Just because Oprah doesn't drive a truck is not a good excuse for YOU not to drive a truck. If Oprah jumped off a cliff would you jump after her?
On second thought, don't answer that.
I'm just guessing here, but I'm pert-near positive that not only does Oprah not own a truck, but that she's never devoted a single episode to the one and only truly-American vehicle designed to do more than just get you from your penthouse apartment to Bloomingdale's.
It's a tragedy I say -- an unbelievable, un-American tragedy!

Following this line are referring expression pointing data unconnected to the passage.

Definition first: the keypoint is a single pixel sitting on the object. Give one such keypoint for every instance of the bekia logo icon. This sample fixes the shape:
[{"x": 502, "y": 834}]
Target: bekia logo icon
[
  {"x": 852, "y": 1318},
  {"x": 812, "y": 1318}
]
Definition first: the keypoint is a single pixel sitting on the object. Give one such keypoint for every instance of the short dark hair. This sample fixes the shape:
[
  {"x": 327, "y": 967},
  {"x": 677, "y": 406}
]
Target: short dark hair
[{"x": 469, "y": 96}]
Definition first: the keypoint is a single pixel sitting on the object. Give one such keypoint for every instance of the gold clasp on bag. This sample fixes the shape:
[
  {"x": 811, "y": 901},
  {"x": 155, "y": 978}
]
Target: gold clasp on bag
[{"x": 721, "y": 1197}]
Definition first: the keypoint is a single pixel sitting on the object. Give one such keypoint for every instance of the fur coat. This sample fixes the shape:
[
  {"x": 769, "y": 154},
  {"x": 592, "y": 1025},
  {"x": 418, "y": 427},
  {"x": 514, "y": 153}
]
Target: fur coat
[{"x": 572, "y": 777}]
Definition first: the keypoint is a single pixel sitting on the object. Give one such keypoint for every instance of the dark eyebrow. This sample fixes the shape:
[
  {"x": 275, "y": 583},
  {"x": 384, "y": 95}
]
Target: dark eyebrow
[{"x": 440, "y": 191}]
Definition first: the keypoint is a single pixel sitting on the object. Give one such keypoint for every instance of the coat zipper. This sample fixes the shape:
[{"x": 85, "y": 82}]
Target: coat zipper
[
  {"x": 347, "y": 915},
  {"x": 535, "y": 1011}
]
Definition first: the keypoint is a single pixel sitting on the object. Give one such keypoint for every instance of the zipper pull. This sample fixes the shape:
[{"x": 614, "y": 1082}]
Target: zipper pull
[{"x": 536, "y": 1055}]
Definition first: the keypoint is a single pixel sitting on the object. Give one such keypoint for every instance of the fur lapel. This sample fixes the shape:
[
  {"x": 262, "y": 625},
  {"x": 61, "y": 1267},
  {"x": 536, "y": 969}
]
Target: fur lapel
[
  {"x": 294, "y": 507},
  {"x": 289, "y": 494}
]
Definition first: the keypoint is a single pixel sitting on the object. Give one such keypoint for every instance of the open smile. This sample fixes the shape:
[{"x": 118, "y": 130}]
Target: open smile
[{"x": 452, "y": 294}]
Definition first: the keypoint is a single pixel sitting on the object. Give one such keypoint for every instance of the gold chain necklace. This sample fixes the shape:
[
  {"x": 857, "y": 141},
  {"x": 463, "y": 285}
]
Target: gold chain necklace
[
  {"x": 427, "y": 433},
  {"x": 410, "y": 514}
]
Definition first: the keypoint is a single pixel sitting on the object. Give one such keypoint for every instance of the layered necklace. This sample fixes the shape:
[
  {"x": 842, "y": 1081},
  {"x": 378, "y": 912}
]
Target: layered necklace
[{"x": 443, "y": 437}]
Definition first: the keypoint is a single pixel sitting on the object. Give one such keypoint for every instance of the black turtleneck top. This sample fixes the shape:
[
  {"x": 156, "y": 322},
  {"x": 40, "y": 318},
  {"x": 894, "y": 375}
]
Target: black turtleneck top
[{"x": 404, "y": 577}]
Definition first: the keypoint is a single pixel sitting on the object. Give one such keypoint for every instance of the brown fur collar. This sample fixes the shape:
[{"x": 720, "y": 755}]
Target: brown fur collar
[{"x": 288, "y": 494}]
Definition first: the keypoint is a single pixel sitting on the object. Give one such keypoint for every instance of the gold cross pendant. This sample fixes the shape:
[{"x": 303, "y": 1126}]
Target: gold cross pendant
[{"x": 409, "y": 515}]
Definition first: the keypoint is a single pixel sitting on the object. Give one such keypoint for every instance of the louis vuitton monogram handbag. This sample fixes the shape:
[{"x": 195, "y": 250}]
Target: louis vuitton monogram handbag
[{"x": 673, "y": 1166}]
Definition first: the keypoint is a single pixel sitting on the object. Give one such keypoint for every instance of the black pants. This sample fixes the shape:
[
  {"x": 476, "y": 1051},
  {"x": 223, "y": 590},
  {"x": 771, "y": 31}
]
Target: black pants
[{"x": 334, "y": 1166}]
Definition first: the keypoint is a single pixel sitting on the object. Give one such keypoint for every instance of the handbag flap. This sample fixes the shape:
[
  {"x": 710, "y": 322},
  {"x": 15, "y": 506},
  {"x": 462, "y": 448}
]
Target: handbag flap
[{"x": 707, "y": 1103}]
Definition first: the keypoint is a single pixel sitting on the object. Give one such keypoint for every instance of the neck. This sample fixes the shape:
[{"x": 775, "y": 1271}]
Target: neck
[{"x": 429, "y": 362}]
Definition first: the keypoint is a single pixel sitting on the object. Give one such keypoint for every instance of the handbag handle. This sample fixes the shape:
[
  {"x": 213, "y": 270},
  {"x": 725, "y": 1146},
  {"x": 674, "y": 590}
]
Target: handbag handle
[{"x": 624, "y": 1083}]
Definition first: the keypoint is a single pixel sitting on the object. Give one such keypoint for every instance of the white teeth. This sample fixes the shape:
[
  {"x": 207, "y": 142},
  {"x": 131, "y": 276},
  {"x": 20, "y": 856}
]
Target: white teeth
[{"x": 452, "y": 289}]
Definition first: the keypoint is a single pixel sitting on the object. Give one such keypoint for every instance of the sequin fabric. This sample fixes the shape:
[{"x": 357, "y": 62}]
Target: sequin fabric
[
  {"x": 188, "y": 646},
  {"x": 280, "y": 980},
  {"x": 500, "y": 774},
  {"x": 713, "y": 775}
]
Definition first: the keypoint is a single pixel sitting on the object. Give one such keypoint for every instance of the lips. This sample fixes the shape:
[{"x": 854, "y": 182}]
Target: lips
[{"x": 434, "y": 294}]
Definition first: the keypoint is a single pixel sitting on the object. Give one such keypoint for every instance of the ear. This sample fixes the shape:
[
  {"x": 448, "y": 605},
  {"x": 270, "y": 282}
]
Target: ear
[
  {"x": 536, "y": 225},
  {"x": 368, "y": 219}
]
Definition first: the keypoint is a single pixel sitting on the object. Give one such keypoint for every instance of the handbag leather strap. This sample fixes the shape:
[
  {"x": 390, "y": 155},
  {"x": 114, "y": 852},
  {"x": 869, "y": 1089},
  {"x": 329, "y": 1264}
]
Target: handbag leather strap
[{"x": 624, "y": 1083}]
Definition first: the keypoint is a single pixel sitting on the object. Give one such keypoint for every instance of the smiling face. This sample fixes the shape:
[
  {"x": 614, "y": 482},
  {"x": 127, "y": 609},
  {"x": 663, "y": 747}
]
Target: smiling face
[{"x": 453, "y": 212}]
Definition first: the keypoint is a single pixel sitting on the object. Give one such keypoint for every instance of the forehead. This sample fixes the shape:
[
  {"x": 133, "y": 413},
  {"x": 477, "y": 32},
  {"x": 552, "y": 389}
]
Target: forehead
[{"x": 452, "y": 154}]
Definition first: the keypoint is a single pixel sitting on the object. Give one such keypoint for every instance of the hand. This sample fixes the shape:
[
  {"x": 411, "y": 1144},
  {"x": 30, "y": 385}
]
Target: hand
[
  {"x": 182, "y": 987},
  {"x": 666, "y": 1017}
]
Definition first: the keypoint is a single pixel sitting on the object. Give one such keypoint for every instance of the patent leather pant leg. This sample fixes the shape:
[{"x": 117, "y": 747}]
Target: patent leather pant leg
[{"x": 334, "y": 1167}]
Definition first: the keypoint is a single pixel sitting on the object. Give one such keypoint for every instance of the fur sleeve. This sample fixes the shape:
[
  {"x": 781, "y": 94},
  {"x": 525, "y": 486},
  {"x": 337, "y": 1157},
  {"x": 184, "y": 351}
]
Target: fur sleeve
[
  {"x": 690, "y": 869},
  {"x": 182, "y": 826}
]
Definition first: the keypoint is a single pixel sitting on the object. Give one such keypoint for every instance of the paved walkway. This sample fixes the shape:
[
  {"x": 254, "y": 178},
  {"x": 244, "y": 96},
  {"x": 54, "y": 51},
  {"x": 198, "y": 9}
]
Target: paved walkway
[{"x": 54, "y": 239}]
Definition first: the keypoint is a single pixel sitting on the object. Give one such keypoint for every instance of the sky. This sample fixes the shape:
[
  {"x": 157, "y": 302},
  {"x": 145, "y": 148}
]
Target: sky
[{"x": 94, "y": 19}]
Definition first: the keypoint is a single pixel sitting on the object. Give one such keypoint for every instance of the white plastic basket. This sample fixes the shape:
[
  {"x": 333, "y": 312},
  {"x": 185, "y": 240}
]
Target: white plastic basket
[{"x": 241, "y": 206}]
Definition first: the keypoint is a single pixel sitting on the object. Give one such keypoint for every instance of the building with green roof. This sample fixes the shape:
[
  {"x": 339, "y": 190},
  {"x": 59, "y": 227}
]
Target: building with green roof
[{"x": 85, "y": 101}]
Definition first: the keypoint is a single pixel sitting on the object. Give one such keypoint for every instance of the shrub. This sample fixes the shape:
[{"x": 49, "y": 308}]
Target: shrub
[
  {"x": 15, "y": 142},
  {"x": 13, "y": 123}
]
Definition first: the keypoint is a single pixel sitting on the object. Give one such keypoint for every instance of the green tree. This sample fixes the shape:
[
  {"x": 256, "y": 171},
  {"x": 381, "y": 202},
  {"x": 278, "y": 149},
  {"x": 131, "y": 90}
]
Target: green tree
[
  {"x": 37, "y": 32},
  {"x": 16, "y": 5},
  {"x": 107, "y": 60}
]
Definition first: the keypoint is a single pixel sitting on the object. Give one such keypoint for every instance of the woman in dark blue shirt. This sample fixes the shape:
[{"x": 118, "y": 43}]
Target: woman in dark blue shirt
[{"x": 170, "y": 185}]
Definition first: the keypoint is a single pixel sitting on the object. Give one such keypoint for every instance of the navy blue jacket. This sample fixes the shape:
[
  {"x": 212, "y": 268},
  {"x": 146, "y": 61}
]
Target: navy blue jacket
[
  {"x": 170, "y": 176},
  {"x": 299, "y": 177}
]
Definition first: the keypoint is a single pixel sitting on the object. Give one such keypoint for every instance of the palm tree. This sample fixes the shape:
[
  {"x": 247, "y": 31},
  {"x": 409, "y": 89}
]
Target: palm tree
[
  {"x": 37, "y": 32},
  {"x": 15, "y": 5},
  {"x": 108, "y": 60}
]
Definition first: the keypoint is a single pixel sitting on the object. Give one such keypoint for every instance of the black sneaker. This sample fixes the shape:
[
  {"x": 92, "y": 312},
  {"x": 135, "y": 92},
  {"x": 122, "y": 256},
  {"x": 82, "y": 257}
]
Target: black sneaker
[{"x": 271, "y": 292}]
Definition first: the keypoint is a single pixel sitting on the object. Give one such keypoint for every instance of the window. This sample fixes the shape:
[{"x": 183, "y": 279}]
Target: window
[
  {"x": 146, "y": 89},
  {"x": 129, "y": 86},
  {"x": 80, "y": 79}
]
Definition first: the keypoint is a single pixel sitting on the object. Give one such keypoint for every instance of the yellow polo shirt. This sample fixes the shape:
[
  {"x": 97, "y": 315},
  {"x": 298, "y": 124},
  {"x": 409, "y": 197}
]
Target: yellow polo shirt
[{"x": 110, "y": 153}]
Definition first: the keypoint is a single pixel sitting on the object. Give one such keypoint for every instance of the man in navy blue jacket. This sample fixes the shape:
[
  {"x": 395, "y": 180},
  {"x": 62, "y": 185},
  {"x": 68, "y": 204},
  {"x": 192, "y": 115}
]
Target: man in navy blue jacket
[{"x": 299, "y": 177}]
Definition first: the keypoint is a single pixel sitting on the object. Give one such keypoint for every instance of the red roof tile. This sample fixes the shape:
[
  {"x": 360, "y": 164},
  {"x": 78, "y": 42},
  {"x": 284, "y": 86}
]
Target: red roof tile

But, we can't all be perfect!
If I had my own show, I'd devote an entire week to Living With an American Truck. Monday's episode would be called "How to Show Your Truck That You Care." Tuesday would be "237 Reasons for Washing Your Dodge Ram." Wednesday would showcase celebrities who drive Ford F-150s. Thursday would be dedicated to "Hauling: It's In Our Blood." And Friday would be "Do It In A Truck."
Without a pickup truck, America wouldn't be the America we all know and love. How would we haul hay to our goats? With what would we pull our fishing boats? How would we go muddin'?
Trucks are useful; trucks are sturdy; trucks make you feel independent and able to do the things that need to get done.
Viagra can't hold a stick to The Power of the Truck!
I have no idea why Oprah never had an episode on such an all-American vehicle, but she must have had her reasons. Oh well, c'est la vie!
Are you ready to Live Without Oprah?